MathCAMPS: Fine-grained Synthesis of Mathematical Problems From Human Curricula

Shubhra Mishra,Gabriel Poesia,Belinda Mo,Noah D. Goodman
2024-07-01
Abstract:Mathematical problem solving is an important skill for Large Language Models (LLMs), both as an important capability and a proxy for a range of reasoning abilities. Existing benchmarks probe a diverse set of skills, but they yield aggregate accuracy metrics, obscuring specific abilities or weaknesses. Furthermore, they are difficult to extend with new problems, risking data contamination over time. To address these challenges, we propose MathCAMPS: a method to synthesize high-quality mathematical problems at scale, grounded on 44 fine-grained "standards" from the Mathematics Common Core (CC) Standard for K-8 grades. We encode each standard in a formal grammar, allowing us to sample diverse symbolic problems and their answers. We then use LLMs to realize the symbolic problems into word problems. We propose a cycle-consistency method for validating problem faithfulness. Finally, we derive follow-up questions from symbolic structures and convert them into follow-up word problems - a novel task of mathematical dialogue that probes for robustness in understanding. Experiments on 23 LLMs show surprising failures even in the strongest models (in particular when asked simple follow-up questions). Moreover, we evaluate training checkpoints of Pythia 12B on MathCAMPS, allowing us to analyze when particular mathematical skills develop during its training. Our framework enables the community to reproduce and extend our pipeline for a fraction of the typical cost of building new high-quality datasets.
Artificial Intelligence
What problem does this paper attempt to address?

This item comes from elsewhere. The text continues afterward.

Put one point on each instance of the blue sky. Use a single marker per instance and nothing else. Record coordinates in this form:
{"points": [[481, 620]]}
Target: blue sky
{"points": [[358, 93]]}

This paper proposes a solution to the challenges that arise when evaluating the mathematical problem-solving capabilities of large language models (LLMs). Existing benchmark tests, although diverse, only provide overall accuracy and fail to reveal specific strengths or weaknesses. They are also difficult to extend to new problems, which may result in data contamination. To address these challenges, the paper introduces MathCAMPS, a method for synthesizing a large number of high-quality mathematical problems based on the common core standards from elementary to middle school mathematics. Each standard is encoded using formal grammar to generate various symbolic problems and their corresponding answers, which are then transformed into natural language questions using language models. The paper also introduces a cycle-consistency verification method to ensure the authenticity of the problems and evaluate the robustness of the model's understanding through subsequent questions. The experiments demonstrate that even the most powerful models exhibit surprising failures on simple follow-up questions, indicating significant performance gaps. Additionally, an analysis of the training checkpoints of Pythia 12B allows for studying the development of specific mathematical skills during the training process. The MathCAMPS framework enables the community to replicate and extend the generation pipeline at a lower cost, creating new high-quality datasets. In summary, the paper addresses the problem of establishing a scalable, refined, and authentic benchmark for assessing LLMs' mathematical reasoning abilities. It aims to reveal the specific performance of models on different mathematical skills in order to better understand and improve their performance.